Un livre retrace l’évolution de la Thaïlande à travers les alliances entre les Thaïlandais, les Chinois et les puissances mondiales dominantes.

Depuis le milieu du XIXe siècle, selon Wasana Wongsurawat, l’élite thaïlandaise est restée au pouvoir grâce à une simple formule en deux parties.

Premièrement, cultiver le soutien des principaux hommes d’affaires thaïlandais et chinois pour assurer la base économique.

Deuxièmement, s’aligner sur la puissance mondiale dominante du moment.

Avec cette formule, l’élite a su négocier un siècle et demi de révolte, de révolution, de conflit idéologique, deux guerres mondiales et trois changements d’hégémonie mondiale.

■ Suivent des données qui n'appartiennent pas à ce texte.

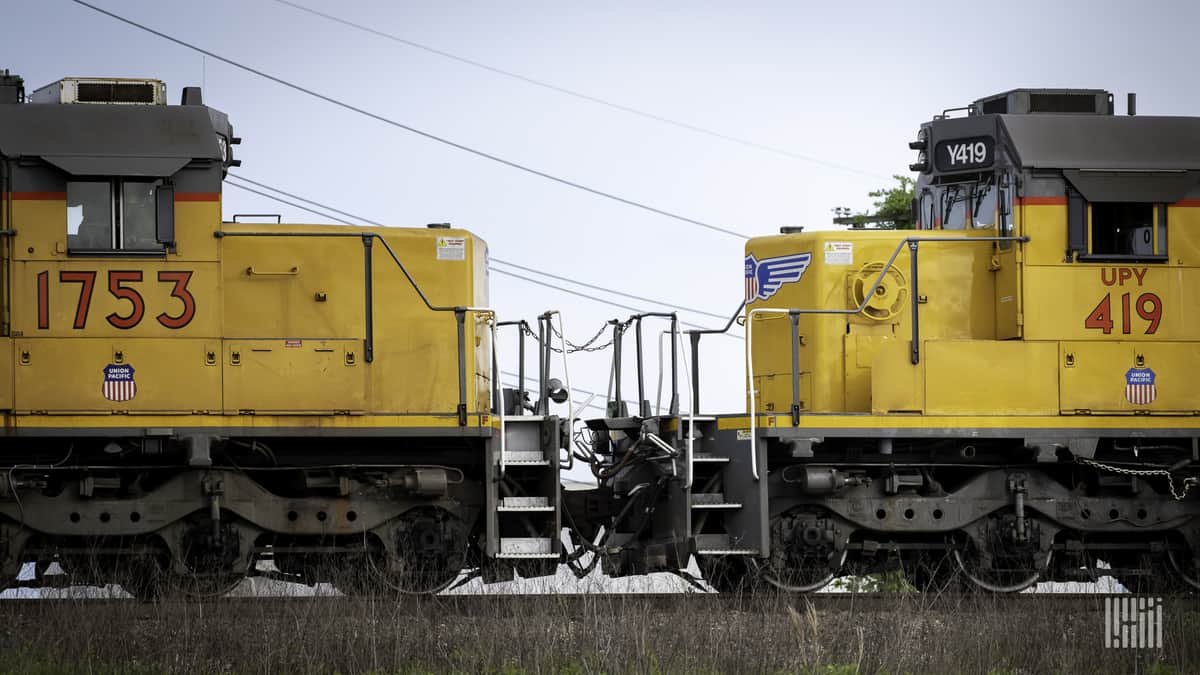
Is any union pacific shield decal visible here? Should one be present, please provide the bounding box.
[104,364,138,402]
[745,252,812,303]
[1126,368,1158,406]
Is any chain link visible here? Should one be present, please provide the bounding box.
[521,321,629,354]
[1075,458,1200,501]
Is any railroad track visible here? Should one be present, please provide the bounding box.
[0,592,1200,616]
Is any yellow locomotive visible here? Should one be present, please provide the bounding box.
[0,72,1200,597]
[0,72,562,596]
[569,90,1200,591]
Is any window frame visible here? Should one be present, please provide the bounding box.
[1067,192,1170,264]
[65,177,175,257]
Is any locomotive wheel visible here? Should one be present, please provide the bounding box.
[335,507,467,595]
[758,509,847,593]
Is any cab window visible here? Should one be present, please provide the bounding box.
[971,178,998,227]
[942,184,971,229]
[1088,202,1166,257]
[66,180,163,252]
[917,187,937,229]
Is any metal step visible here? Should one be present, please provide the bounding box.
[496,497,554,513]
[691,492,742,509]
[504,449,550,466]
[496,537,558,558]
[696,534,758,555]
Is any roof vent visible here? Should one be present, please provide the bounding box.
[0,70,25,103]
[29,77,167,106]
[971,89,1112,115]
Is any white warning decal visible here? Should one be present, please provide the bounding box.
[826,241,854,265]
[438,237,467,261]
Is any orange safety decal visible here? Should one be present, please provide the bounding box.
[175,192,221,202]
[1013,197,1067,207]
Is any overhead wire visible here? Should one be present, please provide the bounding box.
[272,0,890,180]
[71,0,749,239]
[230,173,728,321]
[226,173,743,339]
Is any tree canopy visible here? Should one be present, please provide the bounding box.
[866,174,917,229]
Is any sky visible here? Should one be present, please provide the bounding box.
[0,0,1200,437]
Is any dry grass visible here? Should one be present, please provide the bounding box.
[0,596,1200,674]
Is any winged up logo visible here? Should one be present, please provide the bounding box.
[746,252,812,303]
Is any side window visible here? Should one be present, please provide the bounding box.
[1088,202,1166,257]
[67,180,163,252]
[971,178,997,228]
[121,180,162,251]
[67,180,116,251]
[942,185,971,229]
[917,187,937,229]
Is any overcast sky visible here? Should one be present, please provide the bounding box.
[0,0,1200,446]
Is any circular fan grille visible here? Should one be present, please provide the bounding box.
[850,262,908,321]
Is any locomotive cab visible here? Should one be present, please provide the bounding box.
[0,73,560,596]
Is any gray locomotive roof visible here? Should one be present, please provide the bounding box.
[997,114,1200,171]
[0,103,222,177]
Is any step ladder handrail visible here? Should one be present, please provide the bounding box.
[477,307,508,478]
[643,431,679,476]
[546,310,573,471]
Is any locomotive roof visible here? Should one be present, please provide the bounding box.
[996,114,1200,171]
[0,103,230,177]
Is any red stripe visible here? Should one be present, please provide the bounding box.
[175,192,221,202]
[10,192,67,201]
[1015,197,1067,207]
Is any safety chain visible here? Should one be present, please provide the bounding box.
[521,321,629,354]
[1075,458,1200,501]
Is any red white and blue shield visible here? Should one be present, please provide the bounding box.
[1126,368,1158,406]
[104,364,138,401]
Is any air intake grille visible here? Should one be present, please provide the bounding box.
[1030,94,1099,113]
[983,96,1008,115]
[76,82,155,103]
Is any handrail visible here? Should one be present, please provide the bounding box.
[744,237,1030,480]
[608,312,679,418]
[688,300,746,413]
[545,310,575,471]
[496,318,533,414]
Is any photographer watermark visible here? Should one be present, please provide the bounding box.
[1104,596,1163,650]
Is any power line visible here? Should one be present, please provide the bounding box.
[71,0,749,239]
[226,173,736,338]
[267,0,890,180]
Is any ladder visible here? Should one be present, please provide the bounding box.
[679,417,769,557]
[486,414,563,561]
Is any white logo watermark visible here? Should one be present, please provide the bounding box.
[1104,596,1163,650]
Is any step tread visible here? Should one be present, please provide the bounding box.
[504,448,550,466]
[496,497,554,512]
[691,492,742,509]
[696,534,758,555]
[497,537,558,558]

Selon la description répétée de Wasana, l’alliance de la couronne et des capitalistes thaïlandais et chinois a été tout simplement « formidable ».

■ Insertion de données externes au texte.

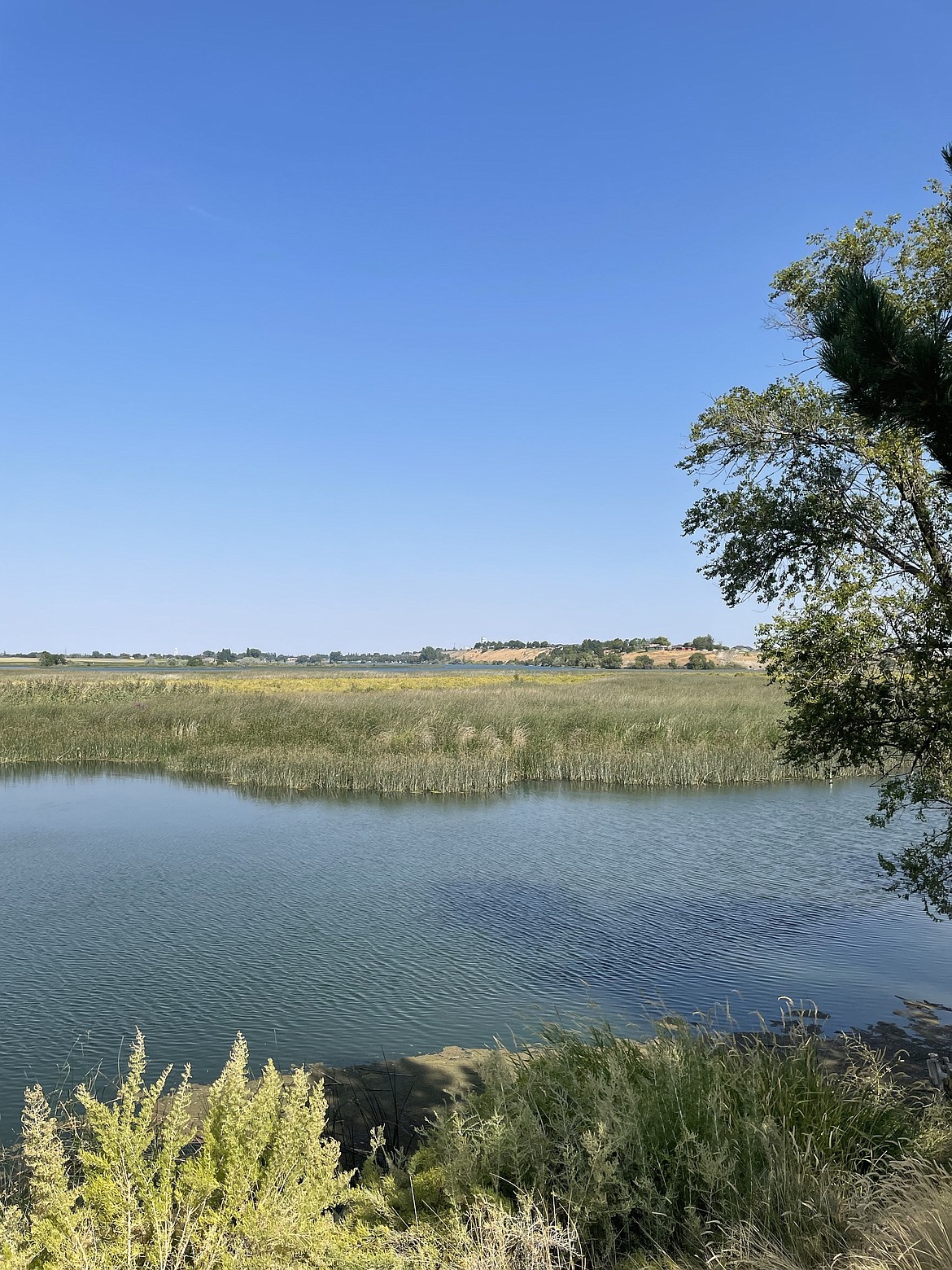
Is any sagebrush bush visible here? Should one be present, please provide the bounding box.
[0,1023,952,1270]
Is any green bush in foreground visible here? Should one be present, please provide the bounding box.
[0,1023,952,1270]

Cette formule explique pourquoi la monarchie a non seulement survécu mais est restée si puissante, et pourquoi les Chinois de Thaïlande se trouvent dans une position exceptionnellement confortable par rapport aux autres communautés de la diaspora.

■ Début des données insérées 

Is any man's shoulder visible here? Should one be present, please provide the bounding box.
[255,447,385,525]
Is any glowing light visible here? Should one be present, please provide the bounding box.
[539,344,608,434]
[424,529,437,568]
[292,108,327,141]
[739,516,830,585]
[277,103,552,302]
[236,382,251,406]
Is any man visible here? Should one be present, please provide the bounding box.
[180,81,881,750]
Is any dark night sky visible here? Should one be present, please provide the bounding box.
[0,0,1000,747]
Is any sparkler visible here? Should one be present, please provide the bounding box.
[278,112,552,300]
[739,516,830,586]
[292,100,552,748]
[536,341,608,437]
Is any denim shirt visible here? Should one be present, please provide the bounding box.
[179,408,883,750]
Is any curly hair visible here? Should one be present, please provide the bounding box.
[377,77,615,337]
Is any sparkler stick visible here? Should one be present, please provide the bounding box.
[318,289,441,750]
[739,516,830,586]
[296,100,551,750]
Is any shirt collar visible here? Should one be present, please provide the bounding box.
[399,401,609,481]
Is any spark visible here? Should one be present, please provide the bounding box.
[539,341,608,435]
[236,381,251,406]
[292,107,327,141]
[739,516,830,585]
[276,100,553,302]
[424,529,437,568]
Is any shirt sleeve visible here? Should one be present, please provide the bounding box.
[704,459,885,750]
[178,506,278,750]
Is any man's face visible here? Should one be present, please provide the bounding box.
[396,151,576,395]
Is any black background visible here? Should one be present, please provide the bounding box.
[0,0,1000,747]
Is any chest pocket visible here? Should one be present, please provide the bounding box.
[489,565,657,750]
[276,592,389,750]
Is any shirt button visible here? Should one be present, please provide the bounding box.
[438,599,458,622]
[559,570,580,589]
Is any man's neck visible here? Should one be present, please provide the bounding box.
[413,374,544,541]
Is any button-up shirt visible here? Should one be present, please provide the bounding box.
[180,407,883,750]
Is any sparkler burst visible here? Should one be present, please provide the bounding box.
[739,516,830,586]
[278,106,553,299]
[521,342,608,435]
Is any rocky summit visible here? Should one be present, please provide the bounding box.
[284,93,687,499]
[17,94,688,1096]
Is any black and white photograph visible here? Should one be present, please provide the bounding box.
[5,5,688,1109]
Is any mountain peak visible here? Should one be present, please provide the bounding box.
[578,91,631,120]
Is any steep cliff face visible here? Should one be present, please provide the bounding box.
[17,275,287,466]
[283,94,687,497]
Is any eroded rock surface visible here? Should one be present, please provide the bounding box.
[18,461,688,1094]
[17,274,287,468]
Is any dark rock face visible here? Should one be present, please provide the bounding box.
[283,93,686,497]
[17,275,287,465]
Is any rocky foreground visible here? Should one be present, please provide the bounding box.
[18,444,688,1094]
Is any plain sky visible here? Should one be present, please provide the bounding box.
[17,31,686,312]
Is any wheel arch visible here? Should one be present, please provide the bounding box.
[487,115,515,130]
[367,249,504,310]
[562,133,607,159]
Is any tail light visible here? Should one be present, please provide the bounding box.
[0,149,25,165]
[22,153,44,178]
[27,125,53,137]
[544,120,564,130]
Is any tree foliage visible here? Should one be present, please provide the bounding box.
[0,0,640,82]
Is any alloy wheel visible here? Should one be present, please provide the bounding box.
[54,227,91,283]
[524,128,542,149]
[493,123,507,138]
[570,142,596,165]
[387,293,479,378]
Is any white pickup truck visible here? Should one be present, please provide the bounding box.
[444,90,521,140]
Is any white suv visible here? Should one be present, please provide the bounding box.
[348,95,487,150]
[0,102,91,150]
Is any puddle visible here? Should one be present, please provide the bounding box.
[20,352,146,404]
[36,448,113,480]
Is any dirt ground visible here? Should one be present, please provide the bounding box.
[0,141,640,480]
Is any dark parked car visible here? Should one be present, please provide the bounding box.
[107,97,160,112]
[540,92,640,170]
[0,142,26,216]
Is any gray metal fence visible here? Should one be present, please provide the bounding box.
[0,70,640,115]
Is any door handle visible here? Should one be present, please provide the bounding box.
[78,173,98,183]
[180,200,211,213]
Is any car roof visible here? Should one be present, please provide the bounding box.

Wasana enseigne à l’université de Chulalongkorn.

Elle a obtenu un doctorat sur l’histoire chinoise à Oxford avant de se tourner vers l’histoire de la nation thaïlandaise à travers le prisme des Chinois de Thaïlande.

Elle a fait des recherches dans les archives chinoises à Taipei ainsi que dans les sources plus conventionnelles en Thaïlande et en Occident.

Elle affirme que les études antérieures n’ont pas tenu compte du contexte international crucial de l’histoire nationale.

Jusqu’au milieu du XIXe siècle, le Siam existait confortablement au sein du système de tribut de la Chine impériale, et la monarchie Chakri supervisait un réseau de monopoles économiques qui se favorisait eux-mêmes ainsi qu’une petite coterie de commerçants et d’agriculteurs fiscaux chinois.

Le premier changement dans l’hégémonie mondiale s’est produit avec la montée de l’Empire britannique, provoquant la première transition.

L’imposition britannique du libre-échange et de l’extraterritorialité a d’abord brisé les monopoles, sapant les intérêts de la Couronne et des capitalistes, mais pas pour longtemps.

L’extraterritorialité, qui a permis aux hommes d’affaires chinois d’éviter la loi siamoise, a créé exactement les conditions de non-droit que le capitalisme primitif aime.

Le libre-échange a apporté suffisamment d’avantages économiques pour que la Grande-Bretagne passe du statut de colonialiste menaçant à celui de patron international.

L’alliance de la couronne et des capitalistes a prospéré à l’époque coloniale.

Il n’y avait que deux problèmes.

Au début du XXe siècle, la communauté chinoise résidente était importante, représentant peut-être un tiers de la population de la capitale.

Le Siam voulait qu’ils soient citoyens et contribuables, mais les nationalistes chinois voulaient qu’ils restent chinois par le sang et l’affection, et voulaient qu’ils financent la modernisation de la Chine.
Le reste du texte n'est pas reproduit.